Relic Gravitational Waves from Cosmic Strings: Updated Constraints and Opportunities for Detection
R. R. Caldwell, R. A. Battye, E. P. S. Shellard
TL;DR
This work refines the relic gravitational-wave spectrum from a cosmic-string network by introducing a phenomenological loop-emission model that incorporates gravitational back-reaction via a high-frequency cut-off $n_*$, leading to a robust pulsar-timing bound of $G\mu/c^2 < 5.4(\pm1.1)\times10^{-6}$. The analysis reveals a red-noise portion of the spectrum spanning $f \sim 10^{-8}$–$10^{10}$ Hz, whose amplitude is sensitive to the thermal history through the evolution of relativistic degrees of freedom $g(T)$, and a peaked portion shaped by the loop spectrum index $q$ and $n_*$. Analytic expressions for the spectrum clarify the parameter dependencies, while observational bounds from pulsar timing, nucleosynthesis, and CMB data constrain the viable cosmic-string parameter space. The paper also outlines detection prospects for advanced LIGO/VIRGO and LISA, showing that cross-correlation of a detector network could reveal the stochastic background from cosmic strings if the model holds, thereby enabling a probe of high-energy physics in the early universe.
Abstract
We examine the spectrum of gravitational radiation emitted by a network of cosmic strings, with emphasis on the observational constraints and the opportunities for detection. The analysis improves over past work, as we use a phenomenological model for the radiation spectrum emitted by a cosmic string loop. This model attempts to include the effect of the gravitational back-reaction on the radiation emission by an individual loop with a high frequency cut-off in the spectrum. Comparison of the total spectrum due to a network of strings with the recently improved bound on the amplitude of a stochastic gravitational wave background, due to measurements of noise in pulsar signal arrival times, allows us to exclude a range of values of $μ$, the cosmic string linear mass density, for certain values of cosmic string and cosmological parameters. We find the conservative bound $Gμ/c^2 < 5.4 (\pm 1.1) \times 10^{-6}$ which is consistent with all other limits.

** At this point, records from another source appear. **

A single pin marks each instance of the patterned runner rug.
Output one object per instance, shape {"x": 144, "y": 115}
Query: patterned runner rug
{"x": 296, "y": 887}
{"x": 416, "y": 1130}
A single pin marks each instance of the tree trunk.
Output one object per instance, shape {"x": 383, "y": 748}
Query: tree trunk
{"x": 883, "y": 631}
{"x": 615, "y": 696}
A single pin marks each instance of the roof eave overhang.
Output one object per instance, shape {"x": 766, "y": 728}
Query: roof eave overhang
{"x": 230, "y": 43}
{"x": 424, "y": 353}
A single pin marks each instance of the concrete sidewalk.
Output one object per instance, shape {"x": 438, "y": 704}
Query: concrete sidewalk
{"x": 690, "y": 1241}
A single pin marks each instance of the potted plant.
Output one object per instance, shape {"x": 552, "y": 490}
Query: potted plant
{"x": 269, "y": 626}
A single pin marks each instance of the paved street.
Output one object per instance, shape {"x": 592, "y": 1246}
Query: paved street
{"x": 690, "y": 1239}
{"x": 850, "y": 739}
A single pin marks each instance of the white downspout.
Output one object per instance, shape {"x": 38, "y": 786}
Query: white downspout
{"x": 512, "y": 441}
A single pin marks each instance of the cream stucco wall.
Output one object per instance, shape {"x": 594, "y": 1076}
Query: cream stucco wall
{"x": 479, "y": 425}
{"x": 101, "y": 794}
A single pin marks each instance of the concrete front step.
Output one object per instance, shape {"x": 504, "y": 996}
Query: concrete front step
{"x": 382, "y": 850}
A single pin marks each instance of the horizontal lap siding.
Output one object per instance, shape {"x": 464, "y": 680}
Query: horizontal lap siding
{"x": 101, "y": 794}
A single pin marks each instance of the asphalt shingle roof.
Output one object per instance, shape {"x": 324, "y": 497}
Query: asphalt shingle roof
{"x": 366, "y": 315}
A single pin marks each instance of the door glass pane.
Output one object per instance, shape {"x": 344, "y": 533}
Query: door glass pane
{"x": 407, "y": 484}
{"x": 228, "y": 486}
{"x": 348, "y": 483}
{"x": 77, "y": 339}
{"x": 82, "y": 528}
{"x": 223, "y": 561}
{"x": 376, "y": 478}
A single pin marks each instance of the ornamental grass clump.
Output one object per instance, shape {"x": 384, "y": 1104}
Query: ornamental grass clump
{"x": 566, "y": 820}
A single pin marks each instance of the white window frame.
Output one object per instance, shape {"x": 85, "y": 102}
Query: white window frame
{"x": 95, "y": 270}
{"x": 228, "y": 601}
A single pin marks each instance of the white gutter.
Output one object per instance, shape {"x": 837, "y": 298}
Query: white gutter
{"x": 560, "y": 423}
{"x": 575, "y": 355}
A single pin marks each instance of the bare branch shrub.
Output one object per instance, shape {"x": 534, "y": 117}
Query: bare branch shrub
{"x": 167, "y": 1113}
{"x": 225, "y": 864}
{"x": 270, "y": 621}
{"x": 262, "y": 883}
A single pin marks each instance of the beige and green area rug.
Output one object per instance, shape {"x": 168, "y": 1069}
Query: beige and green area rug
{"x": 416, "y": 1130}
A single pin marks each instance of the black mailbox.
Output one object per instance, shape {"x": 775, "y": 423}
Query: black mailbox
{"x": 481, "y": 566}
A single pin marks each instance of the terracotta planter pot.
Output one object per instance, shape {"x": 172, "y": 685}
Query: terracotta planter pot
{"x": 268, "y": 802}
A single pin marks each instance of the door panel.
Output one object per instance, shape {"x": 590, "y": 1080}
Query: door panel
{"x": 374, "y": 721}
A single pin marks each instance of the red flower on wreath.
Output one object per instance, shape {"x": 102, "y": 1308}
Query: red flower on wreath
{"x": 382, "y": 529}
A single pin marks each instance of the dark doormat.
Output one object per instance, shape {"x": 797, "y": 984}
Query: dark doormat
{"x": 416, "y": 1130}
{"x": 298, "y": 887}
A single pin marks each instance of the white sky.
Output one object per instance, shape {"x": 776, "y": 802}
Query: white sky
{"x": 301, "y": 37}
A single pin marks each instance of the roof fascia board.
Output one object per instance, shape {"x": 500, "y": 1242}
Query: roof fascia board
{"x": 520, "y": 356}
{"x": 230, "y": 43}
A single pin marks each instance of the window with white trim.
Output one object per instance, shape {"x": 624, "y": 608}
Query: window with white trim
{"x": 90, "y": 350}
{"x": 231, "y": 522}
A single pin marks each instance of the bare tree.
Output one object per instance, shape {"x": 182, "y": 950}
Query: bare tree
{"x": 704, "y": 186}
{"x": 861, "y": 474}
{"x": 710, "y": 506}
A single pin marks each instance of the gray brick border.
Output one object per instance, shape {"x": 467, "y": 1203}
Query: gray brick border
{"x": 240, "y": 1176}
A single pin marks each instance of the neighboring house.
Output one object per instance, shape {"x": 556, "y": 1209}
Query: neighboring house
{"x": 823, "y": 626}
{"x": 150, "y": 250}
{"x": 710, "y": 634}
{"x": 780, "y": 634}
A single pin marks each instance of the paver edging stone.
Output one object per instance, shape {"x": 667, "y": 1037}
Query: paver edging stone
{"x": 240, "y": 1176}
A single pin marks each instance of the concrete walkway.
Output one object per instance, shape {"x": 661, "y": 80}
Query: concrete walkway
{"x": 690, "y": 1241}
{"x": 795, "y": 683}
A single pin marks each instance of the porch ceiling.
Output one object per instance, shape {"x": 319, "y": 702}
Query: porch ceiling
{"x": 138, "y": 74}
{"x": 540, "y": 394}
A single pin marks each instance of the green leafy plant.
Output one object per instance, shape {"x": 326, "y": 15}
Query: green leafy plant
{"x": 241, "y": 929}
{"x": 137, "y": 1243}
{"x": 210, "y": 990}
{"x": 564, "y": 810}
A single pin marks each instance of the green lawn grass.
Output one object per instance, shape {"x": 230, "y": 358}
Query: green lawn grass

We consider variations of the standard cosmological scenario, finding that an under dense, $Ω_0 < 1$ universe has little effect on the spectrum, whereas the portion of the spectrum probed by gravitational wave detectors is strongly sensitive to the thermal history of the cosmological fluid. We discuss the opportunity for the observation of this stochastic background by resonant mass and laser interferometer gravitational wave detectors.